Article ID | Journal | Published Year | Pages | File Type |
---|---|---|---|---|
4526038 | Advances in Water Resources | 2011 | 7 Pages |
In climatology and hydrology, univariate Extreme Value Theory has become a powerful tool to model the distribution of extreme events. The Generalized Pareto Distribution (GPD) is routinely applied to model excesses in space or time by letting the two GPD parameters depend on appropriate covariates. Two possible pitfalls of this strategy are the modeling and the interpretation of the scale and shape GPD parameters estimates which are often and incorrectly viewed as independent variables. In this note we first recall a statistical technique that makes the GPD estimates less correlated within a Maximum Likelihood (ML) estimation approach. In a second step we propose novel reparametrizations for two method-of-moments particularly popular in hydrology: the Probability Weighted Moment (PWM) method and its generalized version (GPWM). Finally these three inference methods (ML, PWM and GPWM) are compared and discussed with respect to the issue of correlations.
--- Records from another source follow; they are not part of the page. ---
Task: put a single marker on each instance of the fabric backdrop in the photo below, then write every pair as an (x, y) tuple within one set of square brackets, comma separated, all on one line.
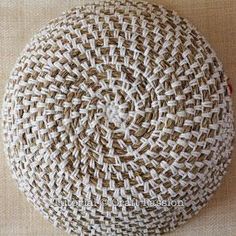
[(20, 19)]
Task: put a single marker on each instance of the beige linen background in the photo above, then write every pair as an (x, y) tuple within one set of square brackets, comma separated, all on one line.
[(20, 19)]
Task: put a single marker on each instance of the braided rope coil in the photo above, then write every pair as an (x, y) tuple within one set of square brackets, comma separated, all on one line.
[(118, 101)]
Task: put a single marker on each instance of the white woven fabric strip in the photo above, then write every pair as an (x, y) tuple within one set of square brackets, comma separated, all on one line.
[(115, 103)]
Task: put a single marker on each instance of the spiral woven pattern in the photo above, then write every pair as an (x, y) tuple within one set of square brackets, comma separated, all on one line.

► In climatology and hydrology, Extreme Value Theory is a standard tool to model extreme events. ► The Generalized Pareto Distribution (GPD) is applied to model excesses. ► The scale and shape GPD parameters estimates are correlated. ► We focus on Maximum Likelihood (ML) and Probability Weighted Moments (PWM) methods. ► We propose novel reparametrizations that make the GPD estimates less correlated.